Having worked in PR in my former life, I was happy to see a press release about the Guatemala900 posted on PRWeb,  a site that provides story ideas and information to news media outlets. The title tells it all: Valentines to Guatemala: Heavy-hearted US Adoptive Families Reach out to the Guatemalan Children they Desperately Love and Wait For.
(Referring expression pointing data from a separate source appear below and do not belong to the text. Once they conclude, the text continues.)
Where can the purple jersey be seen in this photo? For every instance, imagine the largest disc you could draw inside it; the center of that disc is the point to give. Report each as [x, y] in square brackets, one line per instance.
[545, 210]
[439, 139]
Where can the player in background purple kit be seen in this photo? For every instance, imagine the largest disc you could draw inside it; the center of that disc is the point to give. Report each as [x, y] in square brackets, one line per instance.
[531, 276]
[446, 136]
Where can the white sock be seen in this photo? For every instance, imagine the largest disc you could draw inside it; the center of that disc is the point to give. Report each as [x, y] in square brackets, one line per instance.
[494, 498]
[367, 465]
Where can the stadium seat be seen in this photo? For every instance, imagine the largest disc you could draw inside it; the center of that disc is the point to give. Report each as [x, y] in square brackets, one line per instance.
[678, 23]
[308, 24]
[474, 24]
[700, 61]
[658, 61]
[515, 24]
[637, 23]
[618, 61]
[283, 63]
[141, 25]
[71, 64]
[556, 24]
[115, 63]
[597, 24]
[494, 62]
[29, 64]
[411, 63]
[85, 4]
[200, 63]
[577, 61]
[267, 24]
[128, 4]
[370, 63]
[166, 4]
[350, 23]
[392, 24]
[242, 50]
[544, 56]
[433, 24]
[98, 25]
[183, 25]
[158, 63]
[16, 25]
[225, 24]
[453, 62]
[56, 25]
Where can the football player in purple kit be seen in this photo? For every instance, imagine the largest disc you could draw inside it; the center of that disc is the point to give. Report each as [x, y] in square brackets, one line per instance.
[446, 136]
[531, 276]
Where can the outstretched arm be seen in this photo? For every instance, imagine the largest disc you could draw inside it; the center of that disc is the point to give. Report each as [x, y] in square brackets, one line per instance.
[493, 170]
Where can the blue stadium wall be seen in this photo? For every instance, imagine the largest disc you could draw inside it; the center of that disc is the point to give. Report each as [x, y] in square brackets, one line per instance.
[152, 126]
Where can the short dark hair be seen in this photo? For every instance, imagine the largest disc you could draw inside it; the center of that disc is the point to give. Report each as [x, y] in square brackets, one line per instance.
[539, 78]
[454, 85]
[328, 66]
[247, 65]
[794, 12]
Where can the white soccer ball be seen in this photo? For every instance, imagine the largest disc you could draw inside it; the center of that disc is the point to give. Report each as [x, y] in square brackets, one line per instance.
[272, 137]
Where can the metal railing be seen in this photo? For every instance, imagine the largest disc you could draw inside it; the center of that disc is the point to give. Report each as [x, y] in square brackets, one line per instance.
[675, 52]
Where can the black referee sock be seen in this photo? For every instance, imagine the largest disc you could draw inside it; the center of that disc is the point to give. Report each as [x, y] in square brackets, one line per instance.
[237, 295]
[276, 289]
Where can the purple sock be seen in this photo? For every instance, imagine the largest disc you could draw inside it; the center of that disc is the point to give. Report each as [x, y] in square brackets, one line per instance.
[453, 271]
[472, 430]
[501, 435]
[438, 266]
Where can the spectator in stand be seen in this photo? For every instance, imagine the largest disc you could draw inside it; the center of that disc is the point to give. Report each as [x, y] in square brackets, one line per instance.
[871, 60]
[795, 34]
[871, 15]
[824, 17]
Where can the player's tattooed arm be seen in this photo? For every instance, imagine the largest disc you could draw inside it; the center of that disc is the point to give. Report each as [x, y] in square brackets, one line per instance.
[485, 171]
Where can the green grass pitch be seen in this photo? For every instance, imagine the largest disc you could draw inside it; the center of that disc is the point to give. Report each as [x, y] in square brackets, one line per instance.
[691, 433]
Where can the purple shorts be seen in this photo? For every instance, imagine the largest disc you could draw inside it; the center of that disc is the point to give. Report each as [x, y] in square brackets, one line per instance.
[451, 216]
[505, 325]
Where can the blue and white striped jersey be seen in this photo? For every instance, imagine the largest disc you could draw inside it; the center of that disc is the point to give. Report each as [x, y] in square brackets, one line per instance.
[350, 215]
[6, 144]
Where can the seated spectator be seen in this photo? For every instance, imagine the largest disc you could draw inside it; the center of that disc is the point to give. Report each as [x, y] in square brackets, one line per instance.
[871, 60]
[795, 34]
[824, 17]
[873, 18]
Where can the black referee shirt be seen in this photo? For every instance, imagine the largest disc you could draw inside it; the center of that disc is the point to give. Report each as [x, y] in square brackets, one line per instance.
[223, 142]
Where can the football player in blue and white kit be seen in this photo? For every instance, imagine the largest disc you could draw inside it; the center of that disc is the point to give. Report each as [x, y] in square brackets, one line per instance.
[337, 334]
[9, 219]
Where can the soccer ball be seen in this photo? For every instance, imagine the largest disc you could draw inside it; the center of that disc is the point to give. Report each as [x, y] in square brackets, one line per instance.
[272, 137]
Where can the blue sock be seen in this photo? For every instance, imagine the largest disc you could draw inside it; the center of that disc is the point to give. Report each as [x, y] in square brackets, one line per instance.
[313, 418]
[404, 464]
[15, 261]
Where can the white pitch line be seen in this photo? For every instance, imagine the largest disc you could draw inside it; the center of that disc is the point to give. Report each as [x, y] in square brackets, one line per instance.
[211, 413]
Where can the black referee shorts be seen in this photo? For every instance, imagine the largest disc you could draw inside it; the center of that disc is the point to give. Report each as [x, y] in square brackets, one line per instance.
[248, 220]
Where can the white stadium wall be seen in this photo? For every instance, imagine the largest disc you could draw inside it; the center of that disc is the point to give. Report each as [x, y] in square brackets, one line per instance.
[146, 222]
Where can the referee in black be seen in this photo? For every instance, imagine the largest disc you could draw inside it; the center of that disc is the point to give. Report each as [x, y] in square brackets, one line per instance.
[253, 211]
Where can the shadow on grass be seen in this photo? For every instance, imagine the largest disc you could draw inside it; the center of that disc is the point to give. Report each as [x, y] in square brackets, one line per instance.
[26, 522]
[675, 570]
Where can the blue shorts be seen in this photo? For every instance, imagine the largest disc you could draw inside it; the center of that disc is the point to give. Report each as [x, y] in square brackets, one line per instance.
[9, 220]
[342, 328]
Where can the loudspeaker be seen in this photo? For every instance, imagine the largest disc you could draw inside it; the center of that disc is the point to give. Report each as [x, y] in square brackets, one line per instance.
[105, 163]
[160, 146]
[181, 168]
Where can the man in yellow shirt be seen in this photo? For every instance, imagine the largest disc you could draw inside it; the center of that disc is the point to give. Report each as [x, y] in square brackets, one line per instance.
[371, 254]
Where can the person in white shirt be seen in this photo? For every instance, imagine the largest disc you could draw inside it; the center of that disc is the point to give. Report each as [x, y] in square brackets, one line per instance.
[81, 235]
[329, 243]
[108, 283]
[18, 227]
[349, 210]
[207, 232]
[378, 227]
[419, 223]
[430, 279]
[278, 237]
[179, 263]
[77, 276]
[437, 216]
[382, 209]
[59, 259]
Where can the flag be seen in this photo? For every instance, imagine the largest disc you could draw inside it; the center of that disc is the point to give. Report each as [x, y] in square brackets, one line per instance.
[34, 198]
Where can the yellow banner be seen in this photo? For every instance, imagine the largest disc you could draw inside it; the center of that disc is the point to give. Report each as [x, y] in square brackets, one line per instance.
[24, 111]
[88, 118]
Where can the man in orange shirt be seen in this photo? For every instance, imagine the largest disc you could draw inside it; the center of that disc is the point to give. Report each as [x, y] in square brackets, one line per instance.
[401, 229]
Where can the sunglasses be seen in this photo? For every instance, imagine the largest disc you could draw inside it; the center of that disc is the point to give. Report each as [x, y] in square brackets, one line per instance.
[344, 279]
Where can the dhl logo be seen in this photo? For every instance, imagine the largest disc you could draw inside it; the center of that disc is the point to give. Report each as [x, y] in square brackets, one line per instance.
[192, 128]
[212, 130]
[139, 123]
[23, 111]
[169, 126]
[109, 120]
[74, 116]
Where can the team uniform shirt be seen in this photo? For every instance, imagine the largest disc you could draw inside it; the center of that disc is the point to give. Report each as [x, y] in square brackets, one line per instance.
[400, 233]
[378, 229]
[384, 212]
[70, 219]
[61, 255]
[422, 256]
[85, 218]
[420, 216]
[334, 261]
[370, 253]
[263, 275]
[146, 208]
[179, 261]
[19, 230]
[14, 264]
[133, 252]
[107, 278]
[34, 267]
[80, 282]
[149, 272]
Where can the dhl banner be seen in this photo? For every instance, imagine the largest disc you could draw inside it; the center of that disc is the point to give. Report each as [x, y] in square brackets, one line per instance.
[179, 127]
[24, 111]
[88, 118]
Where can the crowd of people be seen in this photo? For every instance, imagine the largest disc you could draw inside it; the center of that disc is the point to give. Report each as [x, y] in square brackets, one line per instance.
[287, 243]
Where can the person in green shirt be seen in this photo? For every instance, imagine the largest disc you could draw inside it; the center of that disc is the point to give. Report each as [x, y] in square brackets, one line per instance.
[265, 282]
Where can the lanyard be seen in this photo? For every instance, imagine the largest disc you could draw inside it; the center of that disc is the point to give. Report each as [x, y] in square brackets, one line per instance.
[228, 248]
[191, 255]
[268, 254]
February 14, 2011 will mark the fourth Valentine’s Day, at a minimum, for hundreds of US families awaiting the homecoming of their adoptive children from Guatemala. The Guatemala900, a family initiated campaign dedicated to bringing home the hundreds of children caught in a political nightmare, is hosting a heart-wrenching collection of expressions of love this month. In the spirit of Valentines Day, the entire month of February will be devoted to showcasing love letters written by the adoptive families to their waiting children. A daily valentine will be posted from a waiting family: http://www.guatemala900.org

***

All those associated with Guatemala900 believe in the sanctity of family and promote fair and ethical adoption practices. Families are committed to the children of Guatemala; they are proud of their heritage and embrace the beauty of their country of origin. Families entered into these adoptions in good faith with the expectation that their rights to a fair adoption process and their adoptive children’s rights to a family would be protected and honored by the U.S. and Guatemalan Governments.

On the day that celebrates love, I hope this story receives the media coverage it deserves.